Over the past five years, Australians have missed out on $24.4 billion in unpaid super, affecting millions of workers. It’s a problem that will put real pressure on household finances in retirement by denying individual workers tens of thousands of extra savings for life after work.

Payday super laws were promised back in 2023 and employers, payroll providers and the super system have had 3 years to prepare. Many businesses are also already operating this way. In fact, around 80% of large businesses and about half of small and medium employers already pay super monthly or more frequently.

For the many thousands of employers who already pay super with wages – which means they already factor their super obligations into their weekly, fortnightly or monthly cash-flow cycles – payday super helps level the playing field with competing businesses. Now all businesses will need to pay super on the same cycle.

A one‑year grace period for employers doing the right thing

From 1 July 2026 the key changes coming are:

Super will need to hit employee super balances within 7 days from wages being paid

The basis for calculating the payment has been widened to what’s called ‘qualifying earnings’

There are also some process changes including the means by which super is paid, that stakeholders should be aware of

To help businesses adjust, the Government has built in a 12‑month grace period from 1 July 2026.

This means employers who take reasonable steps to comply will not be penalised if super payments are delayed because of factors genuinely outside their control – for example, processing errors or timing issues beyond the employer’s influence.

The focus is on helping employers transition smoothly, not on catching out businesses that are trying to comply.

Practical steps to get ready for payday super

Here are some sensible actions employers can take now to avoid a last‑minute rush.

1. Check your payroll software: Contact your payroll provider to confirm when payday super functionality will be switched on, and what changes (if any) you’ll need to make. Don’t assume it will happen automatically.

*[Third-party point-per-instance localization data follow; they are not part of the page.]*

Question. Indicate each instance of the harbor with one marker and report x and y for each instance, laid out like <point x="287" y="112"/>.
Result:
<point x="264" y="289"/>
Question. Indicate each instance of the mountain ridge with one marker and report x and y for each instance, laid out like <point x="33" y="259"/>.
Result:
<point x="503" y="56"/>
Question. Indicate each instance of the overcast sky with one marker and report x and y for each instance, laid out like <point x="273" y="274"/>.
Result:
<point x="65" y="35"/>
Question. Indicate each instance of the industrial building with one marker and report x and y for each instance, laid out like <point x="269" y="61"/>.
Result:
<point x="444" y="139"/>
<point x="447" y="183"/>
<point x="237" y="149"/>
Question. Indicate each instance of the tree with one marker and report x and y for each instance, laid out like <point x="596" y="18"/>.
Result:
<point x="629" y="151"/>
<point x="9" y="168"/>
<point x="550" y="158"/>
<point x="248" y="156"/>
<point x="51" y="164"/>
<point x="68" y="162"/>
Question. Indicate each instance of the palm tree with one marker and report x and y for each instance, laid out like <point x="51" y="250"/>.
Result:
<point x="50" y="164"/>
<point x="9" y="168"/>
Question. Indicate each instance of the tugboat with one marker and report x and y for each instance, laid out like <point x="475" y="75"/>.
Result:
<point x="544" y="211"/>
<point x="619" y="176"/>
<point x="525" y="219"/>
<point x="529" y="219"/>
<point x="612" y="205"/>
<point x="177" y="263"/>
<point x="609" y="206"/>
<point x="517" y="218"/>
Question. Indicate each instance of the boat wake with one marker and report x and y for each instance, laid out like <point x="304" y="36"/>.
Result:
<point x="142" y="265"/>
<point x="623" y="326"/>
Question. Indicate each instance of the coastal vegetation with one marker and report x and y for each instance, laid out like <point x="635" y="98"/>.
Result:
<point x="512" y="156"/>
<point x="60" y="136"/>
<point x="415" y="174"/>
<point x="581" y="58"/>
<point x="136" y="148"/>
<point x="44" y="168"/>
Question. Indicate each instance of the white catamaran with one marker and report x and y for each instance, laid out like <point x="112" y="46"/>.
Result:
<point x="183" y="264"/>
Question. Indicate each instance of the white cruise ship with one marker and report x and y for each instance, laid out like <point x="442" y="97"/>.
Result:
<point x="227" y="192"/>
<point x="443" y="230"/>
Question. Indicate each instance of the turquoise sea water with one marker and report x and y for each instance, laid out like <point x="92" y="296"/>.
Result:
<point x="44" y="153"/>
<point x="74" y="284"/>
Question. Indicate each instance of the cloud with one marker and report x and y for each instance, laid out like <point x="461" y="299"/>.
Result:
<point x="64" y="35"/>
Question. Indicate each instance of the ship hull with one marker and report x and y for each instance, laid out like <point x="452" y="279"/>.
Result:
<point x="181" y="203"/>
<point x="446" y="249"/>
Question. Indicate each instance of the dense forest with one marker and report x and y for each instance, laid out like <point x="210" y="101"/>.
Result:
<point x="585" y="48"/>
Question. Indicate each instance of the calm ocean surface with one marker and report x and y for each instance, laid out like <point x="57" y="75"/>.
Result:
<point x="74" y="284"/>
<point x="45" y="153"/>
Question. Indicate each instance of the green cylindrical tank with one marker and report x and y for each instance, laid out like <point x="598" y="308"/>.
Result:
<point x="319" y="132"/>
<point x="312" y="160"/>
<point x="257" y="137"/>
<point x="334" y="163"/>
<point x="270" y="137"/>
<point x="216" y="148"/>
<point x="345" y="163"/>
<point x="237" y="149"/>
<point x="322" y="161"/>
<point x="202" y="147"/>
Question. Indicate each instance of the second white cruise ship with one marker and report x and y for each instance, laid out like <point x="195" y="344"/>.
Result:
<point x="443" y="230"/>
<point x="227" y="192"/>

2. Understand the cash‑flow change: Super will move from quarterly payments to every pay cycle. For businesses with weekly or fortnightly payrolls, this means paying smaller amounts more often. Reviewing cash‑flow settings now will help avoid pressure later.

3. Clean up employee super details: Incorrect super fund details can cause payments to bounce back. Make sure employee fund information is up to date so contributions aren’t delayed.

4. Talk to your accountant or adviser: The earnings base for calculating super is changing. A quick check with an adviser can ensure payroll calculations will be compliant from day one.

5. Plan for the closure of the Small Business Superannuation Clearing House: The ATO’s Small Business Superannuation Clearing House will close on 1 July 2026. If you’re using it, you’ll need to move to an alternative arrangement before then.

6. Communicate with your staff: Employees may notice super appearing with every payslip. Let them know what’s changing, and encourage them to check their fund details.

A reform that supports good employers

Payday super is about paying super when it’s earned. It helps employees build better retirement savings and gives employers greater clarity and consistency.

For most businesses, this change won’t be as disruptive as it might seem – especially given the long lead time, existing payroll practices across the economy, and the grace period for employers acting in good faith.

Preparing now means less stress later – and helps ensure super works the way it’s meant to, for employees and employers alike.